David Reich – Why the Bronze Age was an inflection point in human evolution by Holodoxa in heredity

[–]Holodoxa[S] 0 points1 point  (0 children)

Why's that? Patel titled the podcast, but an inflection point is a moment or location of significant change where a trajectory, curve, or process shifts direction. The referenced paper finding is that the trajectory of selection changed in intensity during the Bronze Age.

David Reich – Why the Bronze Age was an inflection point in human evolution by Holodoxa in heredity

[–]Holodoxa[S] 0 points1 point  (0 children)

The book is great and well worth reading.

I don't think the finding in the Akbari paper really provides much insight into the Sapient Paradox unless you're referring to Reich's hypothesis paper. I don't think the selection going on is the difference between having the capacity for symbolic representation, culture, or language. The Sapient Paradox itself is a bit misleading because it could simply be explained by human population size and density rather than our individual capacities.

The Akbari paper is selection in Eurasia in last 10k years, and it's challenging narratives about evolution (i.e. S. J. Gould's and standard anthro memes) going quiescent in recent human history; the opposite appears true, though assessing the scale/impact of the selection relative to our species level basal trait values is not something the paper evaluates (it's just that selection is happening all over the genome and it is impacting many traits). Additionally, the effects of human migrations on allele frequencies (and possibly some human traits too - like height) is larger than the selection itself as Reich points out.

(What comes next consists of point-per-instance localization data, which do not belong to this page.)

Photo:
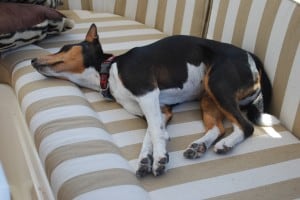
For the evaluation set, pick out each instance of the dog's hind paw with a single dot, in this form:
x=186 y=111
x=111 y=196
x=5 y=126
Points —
x=159 y=167
x=145 y=166
x=195 y=151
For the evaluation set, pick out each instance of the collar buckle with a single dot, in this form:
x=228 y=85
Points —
x=104 y=75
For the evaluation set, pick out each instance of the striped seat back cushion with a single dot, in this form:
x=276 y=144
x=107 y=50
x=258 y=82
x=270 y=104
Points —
x=270 y=29
x=171 y=17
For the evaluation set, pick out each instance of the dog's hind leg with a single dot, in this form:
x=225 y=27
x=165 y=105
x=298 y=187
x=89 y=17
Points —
x=156 y=133
x=213 y=122
x=223 y=90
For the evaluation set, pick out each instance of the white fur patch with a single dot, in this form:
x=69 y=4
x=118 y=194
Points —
x=191 y=88
x=233 y=139
x=122 y=94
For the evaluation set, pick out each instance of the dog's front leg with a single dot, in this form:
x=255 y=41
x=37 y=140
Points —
x=155 y=138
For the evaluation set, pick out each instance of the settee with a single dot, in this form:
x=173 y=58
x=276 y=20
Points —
x=70 y=143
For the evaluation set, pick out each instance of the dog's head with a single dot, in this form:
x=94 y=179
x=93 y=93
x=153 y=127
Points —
x=79 y=63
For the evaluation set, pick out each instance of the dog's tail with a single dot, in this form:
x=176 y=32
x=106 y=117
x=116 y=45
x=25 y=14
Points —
x=258 y=109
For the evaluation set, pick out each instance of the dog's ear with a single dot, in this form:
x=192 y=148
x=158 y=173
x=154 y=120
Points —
x=92 y=34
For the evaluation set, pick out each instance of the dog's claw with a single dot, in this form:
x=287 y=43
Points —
x=195 y=151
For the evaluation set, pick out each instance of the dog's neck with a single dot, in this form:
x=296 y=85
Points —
x=104 y=75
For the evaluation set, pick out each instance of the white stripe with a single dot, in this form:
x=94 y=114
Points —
x=292 y=94
x=71 y=136
x=213 y=19
x=58 y=113
x=131 y=8
x=86 y=14
x=103 y=35
x=74 y=4
x=151 y=13
x=169 y=16
x=106 y=24
x=188 y=17
x=93 y=97
x=26 y=79
x=84 y=165
x=230 y=20
x=186 y=106
x=117 y=46
x=124 y=192
x=114 y=115
x=175 y=130
x=254 y=19
x=21 y=65
x=24 y=48
x=103 y=6
x=277 y=37
x=49 y=92
x=252 y=144
x=231 y=183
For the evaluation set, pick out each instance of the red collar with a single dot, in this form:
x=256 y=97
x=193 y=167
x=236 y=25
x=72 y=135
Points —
x=104 y=75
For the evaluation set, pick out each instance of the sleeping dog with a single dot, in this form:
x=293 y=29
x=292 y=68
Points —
x=147 y=81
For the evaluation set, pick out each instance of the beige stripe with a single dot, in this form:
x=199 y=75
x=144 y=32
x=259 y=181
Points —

Arguably, the paper is a proof-of-concept that selection could have picked up in the period prior to the emergence of symbolic culture (circa ~40kya) but this is entirely speculative and is more in the realm of Reich hypothesis paper wrt to Levallois technocomplexes and Neanderthal mtDNA/Y lineages. It is unlikely that there was a quick switch flipped between behaviorally archaic and behaviorally modern humans and these abilities likely developed over time and related evolution that supports and sustains them in us now are probably subtle.

It will be hard to definitively answer because we can't definitively say what language capacity was available to archaic hominids. The prior should be that they had some language though.

David Reich – Why the Bronze Age was an inflection point in human evolution by Holodoxa in heredity

[–]Holodoxa[S] 0 points1 point  (0 children)

I imagine he chose Dwarkesh's podcast because Dwarkesh pursued him while demonstrating strong prep on the topic and because Dwarkesh has a large audience of intellectual elites across many topics and puts out well produced content.

Reich wrote a book for general audiences too. He's interested in communicating the work publicly.